Lula

Personal information
- Full name: Carlos Henrique dos Santos Costa
- Date of birth: 18 February 1992 (age 34)
- Place of birth: Gurupi, Brazil
- Height: 1.84 m (6 ft 0 in)
- Position: Centre-back

Team information
- Current team: Votuporanguense

Youth career
- América Mineiro

Senior career*
- Years: Team / Apps / (Gls)
- 2011–2014: América Mineiro / 11 / (1)
- 2014: Boa Esporte / 14 / (1)
- 2015: Atlético Paranaense / 0 / (0)
- 2015: Tupi / 3 / (0)
- 2016: Guarani-MG / 0 / (0)
- 2016: Ferroviária / 0 / (0)
- 2017: Villa Nova / 0 / (0)
- 2017: Moto Club / 16 / (0)
- 2018–2019: Botafogo-PB / 22 / (0)
- 2020–: Votuporanguense / 0 / (0)

= Lula (footballer, born 1992) =

Brazilian footballer (born 1992)

Carlos Henrique dos Santos Costa (born 18 February 1992), commonly known as Lula, is a Brazilian footballer who plays for Votuporanguense as a centre-back.

==Career==
Born in Gurupi, Tocantins, Lula graduated with América Mineiro's youth setup. He made his professional debut on 18 May 2012, coming on as a second-half substitute for Gilberto in a 2–1 away win against Ceará for the Série B championship.

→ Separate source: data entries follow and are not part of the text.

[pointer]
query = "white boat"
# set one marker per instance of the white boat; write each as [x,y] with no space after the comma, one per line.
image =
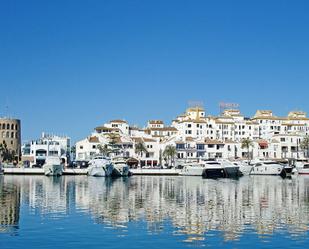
[192,169]
[121,168]
[268,168]
[100,166]
[53,166]
[304,170]
[231,169]
[299,165]
[244,167]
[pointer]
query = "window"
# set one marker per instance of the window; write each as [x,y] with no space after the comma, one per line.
[200,146]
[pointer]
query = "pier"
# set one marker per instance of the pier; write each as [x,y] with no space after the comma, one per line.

Lula scored his first goal on 24 November, netting the last in a 3–1 home win against Ipatinga. In 2014, however, after failing to appear regularly for Coelho, he moved to fellow league team Boa Esporte.

On 14 January 2015 Lula moved to Série A club Atlético Paranaense, after agreeing to a one-year deal.